A line of ancient maples separates two properties. On one side, a stately home built in the mid 1800's is transformed into an Historic Inn, a Bed and Breakfast. On the other stands a house of similar vintage, now under renovation, undergoing changes and modernization.
On one side, the maples have reached a height of five stories; on the other, two have been cut down, reduced to three-foot stumps. That hasn't satisfied the owner's need for change, for tidiness. Someone hacked at the stumps, burnt them, sought to eradicate them completely. Yet the two stumps still stand, glisten in the rain, releasing a smell of charred wet wood.
Prickly rose hips, barberry bushes and snowberry shrubs surround the scarred remains. These bushes hug and shelter the stumps, as the great maples once sheltered them.

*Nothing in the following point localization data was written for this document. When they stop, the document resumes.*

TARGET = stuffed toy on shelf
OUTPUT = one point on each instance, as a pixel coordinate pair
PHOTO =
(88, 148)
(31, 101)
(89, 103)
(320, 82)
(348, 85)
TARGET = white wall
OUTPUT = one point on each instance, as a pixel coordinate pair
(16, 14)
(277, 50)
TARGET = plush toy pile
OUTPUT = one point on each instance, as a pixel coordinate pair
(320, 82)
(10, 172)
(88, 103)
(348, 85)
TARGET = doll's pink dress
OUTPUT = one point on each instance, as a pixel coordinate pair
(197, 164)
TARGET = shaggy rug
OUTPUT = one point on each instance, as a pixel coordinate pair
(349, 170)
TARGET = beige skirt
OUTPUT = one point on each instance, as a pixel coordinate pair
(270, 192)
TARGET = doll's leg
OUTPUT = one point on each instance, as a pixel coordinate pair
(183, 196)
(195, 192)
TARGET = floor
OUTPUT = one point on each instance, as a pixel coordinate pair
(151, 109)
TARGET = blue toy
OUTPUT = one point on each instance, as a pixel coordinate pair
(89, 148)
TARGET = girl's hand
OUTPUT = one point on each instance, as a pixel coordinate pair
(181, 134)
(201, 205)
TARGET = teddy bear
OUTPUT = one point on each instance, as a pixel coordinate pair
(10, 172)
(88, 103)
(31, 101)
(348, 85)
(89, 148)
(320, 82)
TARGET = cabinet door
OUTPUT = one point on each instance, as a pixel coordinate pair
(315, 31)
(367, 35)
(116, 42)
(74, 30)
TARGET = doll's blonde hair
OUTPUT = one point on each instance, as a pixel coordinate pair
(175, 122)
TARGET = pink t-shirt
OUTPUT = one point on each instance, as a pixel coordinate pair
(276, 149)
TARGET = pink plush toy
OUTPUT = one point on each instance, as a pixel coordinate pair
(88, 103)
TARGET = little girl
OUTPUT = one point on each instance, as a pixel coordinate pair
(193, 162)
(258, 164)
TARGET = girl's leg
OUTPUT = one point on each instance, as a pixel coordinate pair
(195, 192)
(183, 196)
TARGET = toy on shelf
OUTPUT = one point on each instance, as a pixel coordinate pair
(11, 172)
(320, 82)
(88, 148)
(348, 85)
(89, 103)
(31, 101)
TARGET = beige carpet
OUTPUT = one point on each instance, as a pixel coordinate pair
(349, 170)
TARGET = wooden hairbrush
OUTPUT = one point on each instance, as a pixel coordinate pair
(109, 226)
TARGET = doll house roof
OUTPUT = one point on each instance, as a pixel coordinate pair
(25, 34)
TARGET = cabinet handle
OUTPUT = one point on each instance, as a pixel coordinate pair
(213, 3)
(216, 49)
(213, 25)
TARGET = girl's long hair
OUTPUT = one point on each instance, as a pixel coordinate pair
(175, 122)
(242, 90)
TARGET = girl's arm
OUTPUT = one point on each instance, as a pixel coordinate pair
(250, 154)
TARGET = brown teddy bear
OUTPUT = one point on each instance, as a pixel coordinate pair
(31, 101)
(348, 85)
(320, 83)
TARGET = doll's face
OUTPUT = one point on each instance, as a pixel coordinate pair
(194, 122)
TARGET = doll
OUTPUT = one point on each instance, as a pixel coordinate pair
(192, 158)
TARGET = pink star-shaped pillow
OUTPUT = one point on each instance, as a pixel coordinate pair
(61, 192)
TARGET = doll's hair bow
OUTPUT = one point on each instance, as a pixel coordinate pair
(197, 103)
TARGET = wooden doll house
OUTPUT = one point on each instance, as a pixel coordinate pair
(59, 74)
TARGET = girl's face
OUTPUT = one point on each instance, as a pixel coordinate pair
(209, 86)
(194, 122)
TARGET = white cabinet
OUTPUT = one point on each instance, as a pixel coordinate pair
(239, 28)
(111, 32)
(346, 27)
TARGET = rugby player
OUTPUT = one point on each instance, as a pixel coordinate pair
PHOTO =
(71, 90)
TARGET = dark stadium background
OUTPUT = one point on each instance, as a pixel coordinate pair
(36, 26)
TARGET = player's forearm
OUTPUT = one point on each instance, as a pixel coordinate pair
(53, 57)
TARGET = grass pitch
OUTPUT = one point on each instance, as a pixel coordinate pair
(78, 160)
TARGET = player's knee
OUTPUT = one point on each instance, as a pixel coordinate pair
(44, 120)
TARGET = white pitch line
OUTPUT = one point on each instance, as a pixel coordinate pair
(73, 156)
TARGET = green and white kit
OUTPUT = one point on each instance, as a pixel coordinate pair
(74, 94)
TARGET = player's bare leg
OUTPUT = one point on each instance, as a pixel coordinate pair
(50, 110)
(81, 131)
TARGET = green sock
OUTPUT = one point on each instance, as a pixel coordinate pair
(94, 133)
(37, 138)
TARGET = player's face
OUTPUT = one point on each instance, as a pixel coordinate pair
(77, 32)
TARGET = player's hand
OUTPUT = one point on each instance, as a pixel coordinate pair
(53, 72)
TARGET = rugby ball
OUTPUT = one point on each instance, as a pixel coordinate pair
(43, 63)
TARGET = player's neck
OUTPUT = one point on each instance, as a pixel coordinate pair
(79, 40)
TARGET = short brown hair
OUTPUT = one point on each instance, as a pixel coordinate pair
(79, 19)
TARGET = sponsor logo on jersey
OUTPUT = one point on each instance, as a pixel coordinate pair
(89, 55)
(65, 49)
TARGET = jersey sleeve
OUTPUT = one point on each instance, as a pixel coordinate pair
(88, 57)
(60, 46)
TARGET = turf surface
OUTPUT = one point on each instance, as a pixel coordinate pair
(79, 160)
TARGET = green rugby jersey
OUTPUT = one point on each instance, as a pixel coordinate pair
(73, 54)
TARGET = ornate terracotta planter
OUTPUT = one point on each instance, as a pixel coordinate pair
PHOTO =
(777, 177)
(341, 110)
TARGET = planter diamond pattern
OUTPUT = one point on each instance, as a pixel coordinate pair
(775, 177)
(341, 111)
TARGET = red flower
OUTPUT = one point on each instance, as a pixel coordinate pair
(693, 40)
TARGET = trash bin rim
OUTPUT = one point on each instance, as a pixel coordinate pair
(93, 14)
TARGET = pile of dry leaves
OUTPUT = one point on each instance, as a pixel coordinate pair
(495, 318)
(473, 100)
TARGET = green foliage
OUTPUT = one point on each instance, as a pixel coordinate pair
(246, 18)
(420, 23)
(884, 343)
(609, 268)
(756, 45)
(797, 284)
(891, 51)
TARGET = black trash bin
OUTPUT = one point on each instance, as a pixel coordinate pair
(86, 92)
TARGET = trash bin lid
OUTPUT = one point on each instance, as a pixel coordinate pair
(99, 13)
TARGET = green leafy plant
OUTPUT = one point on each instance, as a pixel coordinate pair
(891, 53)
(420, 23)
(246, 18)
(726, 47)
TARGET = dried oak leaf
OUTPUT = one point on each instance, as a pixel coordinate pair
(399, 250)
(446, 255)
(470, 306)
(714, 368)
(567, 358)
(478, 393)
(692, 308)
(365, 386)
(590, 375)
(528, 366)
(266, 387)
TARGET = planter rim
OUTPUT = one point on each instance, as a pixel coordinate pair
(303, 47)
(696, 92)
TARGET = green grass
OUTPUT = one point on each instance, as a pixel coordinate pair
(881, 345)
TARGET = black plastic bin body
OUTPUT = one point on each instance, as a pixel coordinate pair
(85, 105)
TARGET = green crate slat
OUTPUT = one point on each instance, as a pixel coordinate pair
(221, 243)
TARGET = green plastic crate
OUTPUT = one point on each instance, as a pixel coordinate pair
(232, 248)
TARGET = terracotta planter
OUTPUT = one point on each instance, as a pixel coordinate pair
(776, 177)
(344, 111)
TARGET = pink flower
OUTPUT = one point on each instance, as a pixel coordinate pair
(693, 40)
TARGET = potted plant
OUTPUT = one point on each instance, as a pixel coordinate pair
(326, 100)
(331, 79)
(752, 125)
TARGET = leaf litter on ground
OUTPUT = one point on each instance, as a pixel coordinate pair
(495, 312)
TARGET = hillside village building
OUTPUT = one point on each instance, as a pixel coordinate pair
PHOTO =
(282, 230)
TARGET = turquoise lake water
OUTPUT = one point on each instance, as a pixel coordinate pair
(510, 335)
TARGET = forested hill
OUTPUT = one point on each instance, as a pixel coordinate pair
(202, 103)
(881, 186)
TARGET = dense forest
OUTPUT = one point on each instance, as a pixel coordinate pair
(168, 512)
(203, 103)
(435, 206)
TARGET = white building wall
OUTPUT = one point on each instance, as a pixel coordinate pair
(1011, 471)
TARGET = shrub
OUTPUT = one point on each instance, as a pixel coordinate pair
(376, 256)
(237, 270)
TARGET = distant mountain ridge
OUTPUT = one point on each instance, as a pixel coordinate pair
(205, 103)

On the Inn side of the maples, there are curving beds of fading Black-eyed Susans and Coneflowers with deer roaming the yard and the orchards searching for autumn's rosy windfall apples. On the renovation side, I see an electric fence, a tidy vegetable garden, manicured lawns and construction rubble.
As I walk, the rain thumps on my scalp and slides down my face. I hear the buzzing happiness of hornets in the rotting apples, watch the deep-eyed deer, who in turn are watching me. They are wary, yet continue to nibble at the apples or to rest. Are they wondering from which side of the fence I have come, meandering into their orchard and yard? Am I a chopper of maples, burner of stumps, caretaker of electric fences and tidy gardens?
I hope my answer is clear in my stillness, my respect, my awe at their quiet brown skin and delicate steps, apparent in my heartache over the destruction of old trees, my love of wet rose hips and bright red barberries.
A line of ancient maples separates two properties. On one side is reverence for life in its wildness; on the other, there is a need to keep things out, to keep things in and to cut things down. And in the middle, an electric fence with a sign "Do Not Touch-Warning High Voltage-Injury May Occur." It seems to me, injury has already occurred...
Such divergent philosophies on each side of a shared property line of maples.
2 comments:
what a stark contrast in attitudes on either side of the fence, it's always sad to see people who don't respect nature at all
I was moved to tears when I saw the stumps. People do have rights over their own propeties, but wanton destruction of trees that are older than I am seemed so heartbreaking.